Втиснутая в гимназическую форму, душа дрожала как лист на ветру. Марк Шагал |
Дети с невротическими реакциями
Неврозы — это пограничные состояния, возникающие под влиянием травмирующих ситуаций. В детстве такой ситуацией может стать экзамен, «провал» на уроке, конфликт с учителем или одноклассниками, вообще ежедневное пребывание в школе. В западноевропейской психиатрии в этих случаях используют термин «школьные неврозы».
Что испытывает ребенок, который не может адаптироваться к условиям школьной жизни? Известный скрипач Гидон Кремер вспоминает годы учения так:
«Школа у меня ассоциируется с грязно-зеленовато-бежевым цветом. Сегодня кажется, что стены в здании были покрашены именно так... Черные парты и доска. Неприятное ощущение от мела, не менее противное, чем от песка, забившегося под ногти, еще не выветрилось из моей памяти. Никогда не забудется затхлый запах тряпки, которой отирали с доски, запах, навязчиво прилипавший к коже. Какое облегчение я испытывал, когда по окончании занятий сбегал вниз по лестнице с одним-единственным желанием: вон, вон, вон отсюда!»1.

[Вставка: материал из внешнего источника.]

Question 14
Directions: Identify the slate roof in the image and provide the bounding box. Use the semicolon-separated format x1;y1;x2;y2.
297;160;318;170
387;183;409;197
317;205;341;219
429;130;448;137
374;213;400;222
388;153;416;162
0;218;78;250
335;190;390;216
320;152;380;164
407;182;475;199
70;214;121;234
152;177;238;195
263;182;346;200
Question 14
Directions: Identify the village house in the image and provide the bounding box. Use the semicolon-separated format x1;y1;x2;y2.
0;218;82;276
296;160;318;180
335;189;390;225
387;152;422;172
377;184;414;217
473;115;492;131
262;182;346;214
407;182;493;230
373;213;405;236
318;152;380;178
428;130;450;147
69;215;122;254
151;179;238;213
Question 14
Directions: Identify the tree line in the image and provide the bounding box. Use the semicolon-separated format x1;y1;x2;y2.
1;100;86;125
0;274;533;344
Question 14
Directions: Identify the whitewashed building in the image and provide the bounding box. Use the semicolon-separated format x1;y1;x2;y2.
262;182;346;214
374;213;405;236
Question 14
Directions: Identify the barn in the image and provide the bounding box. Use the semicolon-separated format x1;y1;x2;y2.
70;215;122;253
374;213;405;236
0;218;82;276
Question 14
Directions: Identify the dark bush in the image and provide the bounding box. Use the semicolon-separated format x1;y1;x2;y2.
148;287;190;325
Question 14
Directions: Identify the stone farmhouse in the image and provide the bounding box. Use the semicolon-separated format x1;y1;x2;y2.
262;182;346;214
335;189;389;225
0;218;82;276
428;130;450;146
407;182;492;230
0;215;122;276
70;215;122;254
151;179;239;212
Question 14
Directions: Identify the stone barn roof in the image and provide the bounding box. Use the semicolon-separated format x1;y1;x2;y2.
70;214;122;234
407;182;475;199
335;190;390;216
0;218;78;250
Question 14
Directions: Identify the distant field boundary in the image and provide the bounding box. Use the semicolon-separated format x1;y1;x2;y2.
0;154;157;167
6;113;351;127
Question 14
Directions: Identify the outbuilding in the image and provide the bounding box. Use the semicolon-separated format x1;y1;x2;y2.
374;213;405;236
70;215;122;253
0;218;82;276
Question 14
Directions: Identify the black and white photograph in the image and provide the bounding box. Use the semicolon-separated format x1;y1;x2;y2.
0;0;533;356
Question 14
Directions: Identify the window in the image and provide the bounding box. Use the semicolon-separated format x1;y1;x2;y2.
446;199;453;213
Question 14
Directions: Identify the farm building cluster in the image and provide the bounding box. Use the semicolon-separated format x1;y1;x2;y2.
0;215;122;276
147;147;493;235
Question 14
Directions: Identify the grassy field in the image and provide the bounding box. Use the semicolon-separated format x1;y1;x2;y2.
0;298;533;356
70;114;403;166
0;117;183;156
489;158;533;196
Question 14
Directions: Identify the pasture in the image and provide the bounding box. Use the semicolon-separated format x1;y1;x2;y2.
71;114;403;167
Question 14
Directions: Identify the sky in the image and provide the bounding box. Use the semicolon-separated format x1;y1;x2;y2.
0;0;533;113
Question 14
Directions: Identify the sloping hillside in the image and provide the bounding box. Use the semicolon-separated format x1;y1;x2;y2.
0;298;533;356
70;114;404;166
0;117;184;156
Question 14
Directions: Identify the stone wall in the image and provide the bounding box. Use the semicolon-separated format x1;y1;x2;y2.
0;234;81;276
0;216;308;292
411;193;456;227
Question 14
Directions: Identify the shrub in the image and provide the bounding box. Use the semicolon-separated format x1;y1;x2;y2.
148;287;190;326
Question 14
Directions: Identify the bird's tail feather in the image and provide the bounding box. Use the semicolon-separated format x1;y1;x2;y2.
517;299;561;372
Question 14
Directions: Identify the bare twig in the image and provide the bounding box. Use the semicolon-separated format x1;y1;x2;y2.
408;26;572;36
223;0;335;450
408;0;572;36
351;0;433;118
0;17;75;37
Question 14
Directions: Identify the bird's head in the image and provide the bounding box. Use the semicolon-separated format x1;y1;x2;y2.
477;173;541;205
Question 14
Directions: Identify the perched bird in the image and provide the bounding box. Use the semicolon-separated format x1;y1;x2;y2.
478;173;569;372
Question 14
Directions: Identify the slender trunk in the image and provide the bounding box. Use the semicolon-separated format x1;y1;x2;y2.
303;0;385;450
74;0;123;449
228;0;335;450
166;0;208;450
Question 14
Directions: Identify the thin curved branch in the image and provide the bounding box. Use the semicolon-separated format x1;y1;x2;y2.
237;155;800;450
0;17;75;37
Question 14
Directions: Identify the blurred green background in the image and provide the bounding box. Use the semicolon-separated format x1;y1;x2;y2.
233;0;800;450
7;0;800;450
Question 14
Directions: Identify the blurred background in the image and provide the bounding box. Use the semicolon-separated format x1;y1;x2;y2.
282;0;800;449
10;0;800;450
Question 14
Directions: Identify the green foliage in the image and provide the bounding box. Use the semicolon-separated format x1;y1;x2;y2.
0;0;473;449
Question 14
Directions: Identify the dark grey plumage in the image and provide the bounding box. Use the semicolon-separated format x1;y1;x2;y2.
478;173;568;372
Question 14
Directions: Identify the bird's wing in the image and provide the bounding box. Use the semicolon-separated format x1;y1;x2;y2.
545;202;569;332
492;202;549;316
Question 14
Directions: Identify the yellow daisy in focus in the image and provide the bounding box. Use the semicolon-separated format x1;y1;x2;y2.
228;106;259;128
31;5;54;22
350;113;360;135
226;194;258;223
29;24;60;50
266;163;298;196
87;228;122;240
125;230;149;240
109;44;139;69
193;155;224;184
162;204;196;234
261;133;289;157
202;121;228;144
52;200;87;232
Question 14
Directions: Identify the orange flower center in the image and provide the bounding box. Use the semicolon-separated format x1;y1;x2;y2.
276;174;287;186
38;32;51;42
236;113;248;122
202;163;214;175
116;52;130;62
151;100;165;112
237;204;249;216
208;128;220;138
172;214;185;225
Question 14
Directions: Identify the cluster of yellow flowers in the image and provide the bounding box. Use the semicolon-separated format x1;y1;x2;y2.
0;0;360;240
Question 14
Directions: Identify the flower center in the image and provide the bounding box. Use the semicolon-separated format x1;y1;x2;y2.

Приведем еще один пример — отрывок из воспоминаний Марка Шагала.
«Не знаю почему, я начал в это время заикаться. Может, из чувства внутреннего протеста. Я отлично знал уроки, но не мог заставить себя отвечать. Такая забавная, но и весьма неприятная штука.
И дело не в отметках — плевал я на нули!
Ужас сковывал меня при взгляде на множество голов над партами.
Содрогаясь болезненной дрожью, я успевал, пока шел к доске, почернеть как сажа или покраснеть как рак.
И все. Иногда я вдобавок еще и улыбался.
Полный ступор.
И сколько бы мне ни подсказывали с первых парт — безнадежно.
Я действительно знал урок. Но заикался.
Мне казалось, я лежу без сил, а надо мной стоит и лает рыжая из страшной сказки собака. Рот у меня забит землей, землей облеплены зубы.
Зачем мне все эти уроки?
Сто, двести, триста страниц учебников, изорвать бы их в клочья да развеять по ветру.
Пусть шелестят словами русского и всех заморских языков.
Отстаньте от меня!
«Ну что, Шагал, — говорил учитель, — ты будешь сегодня отвечать?»
Я открываю рот: та... та... та...
Мне казалось, что меня сейчас сбросят с четвертого этажа.
Втиснутая в гимназическую форму, душа дрожала как лист на ветру.
Но в конце концов меня просто отправляли на место.
Рука учителя выводила в журнале аккуратную «двойку».
Это я еще успевал заметить...
Я думал только об одном: «Когда же я закончу гимназию, сколько еще учиться, и нельзя ли уйти раньше срока?»1.